A partir de estas informaciones,
y usando sus propias habilidades técnicas como matemático
y como artesano, Galileo comenzó a fabricar una serie
de telescopios cuyo rendimiento óptico era mucho
mejor que el del instrumento holandés. Su primer
telescopio fue fabricado a partir de lentes disponibles
y dio un aumento de unas cuatro veces. Para mejorar éste,
Galileo aprendió cómo esmerilar y pulir sus
propias lentes y en Agosto de 1609 tenía un instrumento
con un aumento de alrededor de ocho o nueve. Galileo inmediatamente
vio las aplicaciones comerciales y militares de su telescopio
(que él llamó perspicillum) para los
barcos en el mar. Mantuvo a Sarpi informado de sus progresos
y Sarpi preparó una demostración para el Senado
de Venecia. Quedaron muy impresionados y, a cambio de un
gran aumento en su salario, Galileo dio los derechos exclusivos
para la fabricación de telescopios al Senado Veneciano.

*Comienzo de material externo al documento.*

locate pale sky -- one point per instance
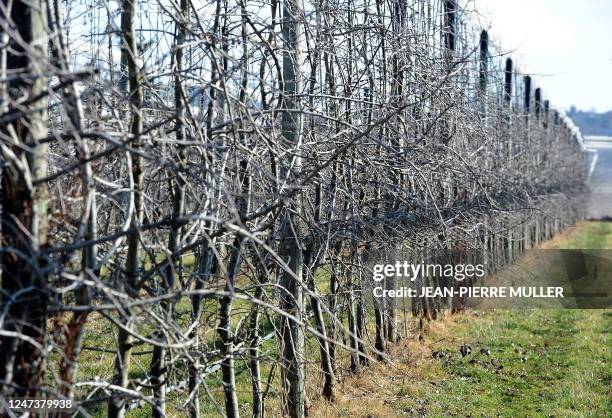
(567, 43)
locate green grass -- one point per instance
(541, 363)
(548, 362)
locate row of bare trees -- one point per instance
(190, 228)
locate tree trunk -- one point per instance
(116, 407)
(24, 203)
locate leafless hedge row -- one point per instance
(193, 193)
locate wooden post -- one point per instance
(538, 102)
(483, 73)
(508, 82)
(527, 96)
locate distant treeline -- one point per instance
(592, 123)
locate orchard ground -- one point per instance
(545, 362)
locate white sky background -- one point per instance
(566, 43)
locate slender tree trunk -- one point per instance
(24, 203)
(290, 250)
(116, 407)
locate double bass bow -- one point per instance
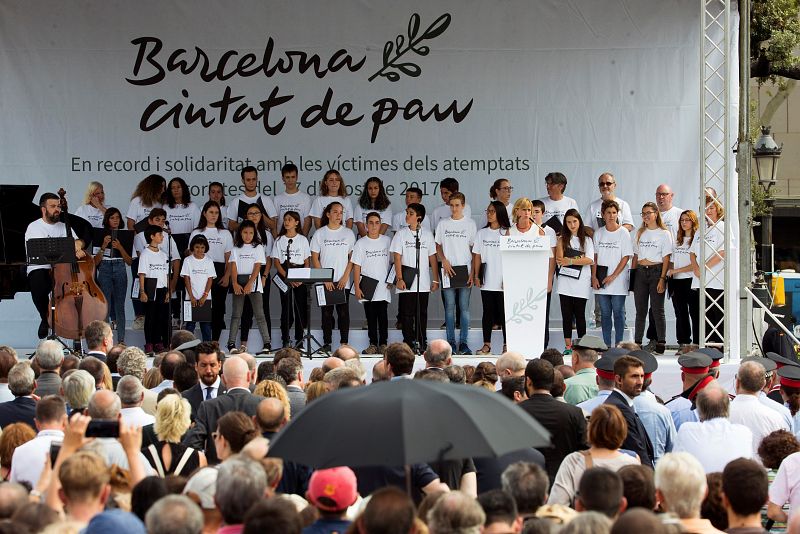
(77, 299)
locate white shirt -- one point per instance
(456, 238)
(299, 202)
(220, 242)
(557, 208)
(714, 442)
(245, 258)
(137, 211)
(404, 243)
(136, 417)
(374, 258)
(653, 245)
(40, 228)
(609, 249)
(233, 209)
(747, 410)
(91, 214)
(487, 246)
(183, 218)
(28, 459)
(333, 247)
(320, 203)
(198, 271)
(593, 213)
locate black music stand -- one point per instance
(310, 277)
(51, 251)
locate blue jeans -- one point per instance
(450, 314)
(612, 305)
(113, 278)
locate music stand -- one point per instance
(310, 277)
(51, 251)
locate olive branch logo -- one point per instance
(394, 50)
(523, 307)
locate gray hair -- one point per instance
(681, 480)
(132, 361)
(456, 512)
(240, 482)
(130, 389)
(78, 387)
(49, 355)
(174, 514)
(21, 379)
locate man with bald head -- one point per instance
(510, 364)
(236, 377)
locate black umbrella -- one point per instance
(406, 422)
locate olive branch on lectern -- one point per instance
(394, 50)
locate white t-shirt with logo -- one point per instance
(245, 258)
(558, 208)
(320, 203)
(299, 202)
(487, 245)
(579, 287)
(299, 249)
(374, 258)
(91, 214)
(625, 215)
(183, 218)
(456, 238)
(137, 211)
(404, 243)
(333, 247)
(653, 245)
(198, 271)
(220, 242)
(609, 249)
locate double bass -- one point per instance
(77, 299)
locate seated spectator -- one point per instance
(680, 487)
(501, 512)
(601, 491)
(606, 433)
(456, 512)
(174, 514)
(28, 458)
(14, 436)
(331, 492)
(276, 515)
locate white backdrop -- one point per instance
(581, 87)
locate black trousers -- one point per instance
(573, 308)
(687, 311)
(342, 319)
(493, 313)
(408, 315)
(293, 309)
(219, 295)
(41, 284)
(377, 321)
(156, 318)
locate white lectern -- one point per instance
(525, 264)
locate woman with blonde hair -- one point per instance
(606, 432)
(685, 299)
(652, 249)
(168, 456)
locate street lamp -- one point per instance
(766, 152)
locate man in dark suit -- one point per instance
(237, 398)
(23, 408)
(208, 366)
(566, 423)
(628, 380)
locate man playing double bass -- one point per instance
(39, 275)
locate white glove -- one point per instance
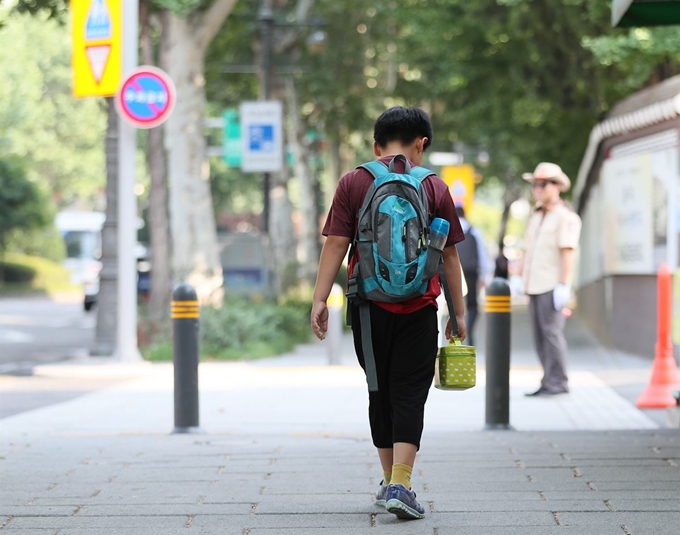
(561, 295)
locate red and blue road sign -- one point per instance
(146, 97)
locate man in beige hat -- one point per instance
(550, 241)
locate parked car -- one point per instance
(82, 233)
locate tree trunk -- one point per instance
(308, 221)
(512, 193)
(107, 300)
(156, 159)
(194, 238)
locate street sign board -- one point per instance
(461, 182)
(97, 47)
(643, 13)
(231, 138)
(261, 136)
(146, 97)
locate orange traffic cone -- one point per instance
(665, 376)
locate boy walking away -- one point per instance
(399, 343)
(474, 261)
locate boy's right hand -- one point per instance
(319, 319)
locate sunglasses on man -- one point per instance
(542, 183)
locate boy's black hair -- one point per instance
(404, 125)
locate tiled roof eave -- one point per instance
(619, 125)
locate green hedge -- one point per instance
(242, 330)
(29, 273)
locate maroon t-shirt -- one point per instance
(347, 201)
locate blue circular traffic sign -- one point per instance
(146, 97)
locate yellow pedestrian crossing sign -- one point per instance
(97, 47)
(461, 182)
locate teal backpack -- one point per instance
(394, 262)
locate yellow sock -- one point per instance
(401, 474)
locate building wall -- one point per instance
(631, 225)
(621, 311)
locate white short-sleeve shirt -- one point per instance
(548, 232)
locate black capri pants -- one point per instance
(405, 348)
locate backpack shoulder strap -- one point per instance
(367, 346)
(420, 173)
(376, 168)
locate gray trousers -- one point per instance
(551, 346)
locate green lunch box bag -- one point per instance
(456, 367)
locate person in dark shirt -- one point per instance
(405, 335)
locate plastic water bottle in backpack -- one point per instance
(439, 233)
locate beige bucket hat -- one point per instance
(549, 171)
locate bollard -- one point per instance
(497, 309)
(335, 304)
(185, 314)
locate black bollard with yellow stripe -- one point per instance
(497, 310)
(185, 313)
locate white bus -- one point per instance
(82, 233)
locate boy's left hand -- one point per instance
(462, 328)
(319, 319)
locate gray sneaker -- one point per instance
(381, 494)
(402, 502)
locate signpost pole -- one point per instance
(127, 350)
(267, 20)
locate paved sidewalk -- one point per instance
(287, 451)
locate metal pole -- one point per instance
(185, 349)
(335, 304)
(267, 21)
(127, 205)
(497, 310)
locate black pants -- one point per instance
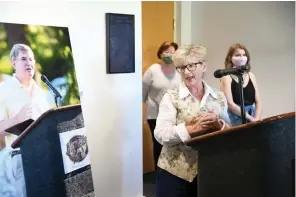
(156, 146)
(168, 185)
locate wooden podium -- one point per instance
(251, 160)
(43, 158)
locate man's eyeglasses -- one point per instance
(190, 67)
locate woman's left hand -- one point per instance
(210, 120)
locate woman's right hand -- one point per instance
(24, 114)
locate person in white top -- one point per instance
(156, 80)
(191, 108)
(21, 99)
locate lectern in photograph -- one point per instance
(250, 160)
(55, 155)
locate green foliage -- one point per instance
(52, 51)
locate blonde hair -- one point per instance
(189, 54)
(17, 48)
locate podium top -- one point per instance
(16, 143)
(195, 140)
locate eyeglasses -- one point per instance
(190, 67)
(26, 59)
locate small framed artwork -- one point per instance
(120, 43)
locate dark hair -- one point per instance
(164, 46)
(231, 50)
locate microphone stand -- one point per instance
(241, 87)
(56, 97)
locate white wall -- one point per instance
(268, 31)
(111, 103)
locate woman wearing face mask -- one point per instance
(238, 55)
(156, 80)
(190, 108)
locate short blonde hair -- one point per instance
(189, 54)
(16, 50)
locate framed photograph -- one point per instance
(120, 41)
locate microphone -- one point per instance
(46, 81)
(230, 71)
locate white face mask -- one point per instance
(239, 61)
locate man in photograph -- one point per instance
(21, 99)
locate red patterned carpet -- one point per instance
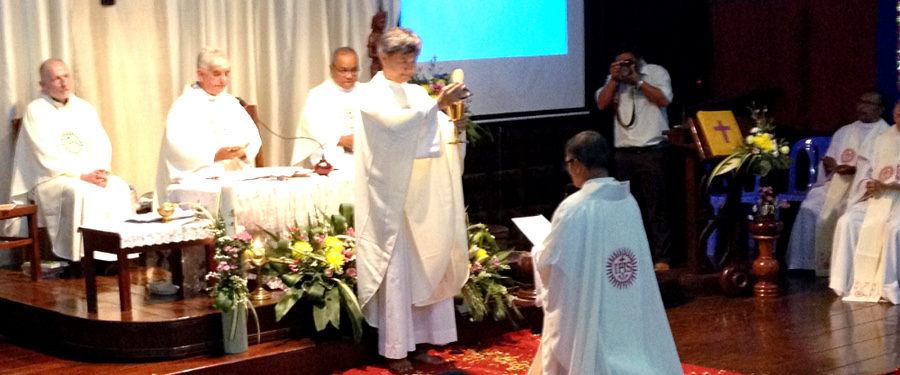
(510, 354)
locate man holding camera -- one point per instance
(639, 93)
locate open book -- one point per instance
(535, 228)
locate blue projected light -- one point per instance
(478, 29)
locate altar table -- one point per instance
(122, 238)
(269, 198)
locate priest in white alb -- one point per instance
(864, 253)
(62, 163)
(410, 219)
(330, 116)
(207, 129)
(603, 313)
(812, 233)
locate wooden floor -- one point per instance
(804, 331)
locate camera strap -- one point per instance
(630, 123)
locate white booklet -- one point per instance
(535, 228)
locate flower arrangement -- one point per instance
(318, 263)
(766, 206)
(761, 153)
(433, 83)
(230, 290)
(486, 289)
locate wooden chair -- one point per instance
(29, 212)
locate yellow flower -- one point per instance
(764, 142)
(300, 249)
(333, 243)
(334, 258)
(480, 255)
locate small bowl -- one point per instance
(162, 288)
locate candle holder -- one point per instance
(260, 293)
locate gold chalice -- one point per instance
(166, 211)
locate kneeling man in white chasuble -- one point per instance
(864, 255)
(603, 313)
(207, 129)
(62, 163)
(410, 219)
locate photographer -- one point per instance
(639, 93)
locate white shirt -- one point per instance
(197, 126)
(408, 180)
(58, 139)
(329, 113)
(649, 120)
(603, 313)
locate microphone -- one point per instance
(322, 168)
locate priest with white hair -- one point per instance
(603, 313)
(62, 163)
(410, 219)
(207, 129)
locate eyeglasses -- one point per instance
(353, 70)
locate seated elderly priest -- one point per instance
(603, 313)
(207, 130)
(864, 253)
(62, 163)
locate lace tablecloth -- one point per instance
(267, 198)
(155, 233)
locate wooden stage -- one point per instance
(44, 328)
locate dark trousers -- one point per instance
(645, 169)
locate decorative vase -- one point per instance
(234, 330)
(765, 230)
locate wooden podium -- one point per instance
(706, 144)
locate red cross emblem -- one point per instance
(847, 155)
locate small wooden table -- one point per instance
(29, 211)
(110, 242)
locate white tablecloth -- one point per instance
(264, 198)
(155, 233)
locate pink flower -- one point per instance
(243, 236)
(223, 267)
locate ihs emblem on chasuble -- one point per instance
(885, 174)
(71, 142)
(848, 155)
(621, 268)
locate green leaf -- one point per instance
(316, 293)
(351, 304)
(730, 162)
(339, 223)
(290, 279)
(271, 235)
(333, 307)
(287, 302)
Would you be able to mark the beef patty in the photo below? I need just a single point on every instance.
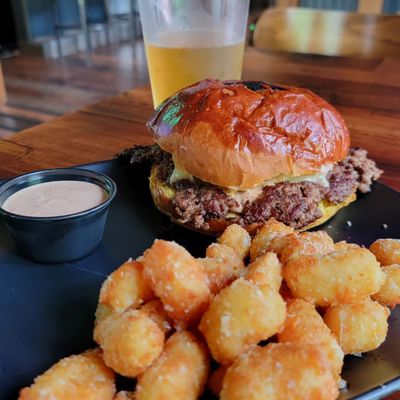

Parece un avance particularmente importante por su parte
ya que debía saber que esos derechos carecían
de significado, particularmente por que siempre reconoció
que el telescopio no era un invento suyo.
A finales de 1609 Galileo
había dirigido su telescopio al cielo nocturno y
comenzó a hacer importantes descubrimientos. Swerdlow
escribe (ver [16]):
«En unos dos meses,
diciembre y enero, hizo más descubrimientos que cambiaron
el mundo de los que nadie ha hecho jamás antes o
después.»
Los descubrimientos astronómicos
que hizo con sus telescopios fueron descritos en un breve
libro llamado el Sidereus
Nuncious publicado en Venecia en mayo de 1610. Esta
obra causó sensación. Galileo proclamaba haber
visto montañas en la Luna, haber probado que la Vía
Láctea estaba compuesta de diminutas estrellas, y
haber visto cuatro pequeños cuerpos orbitando Júpiter.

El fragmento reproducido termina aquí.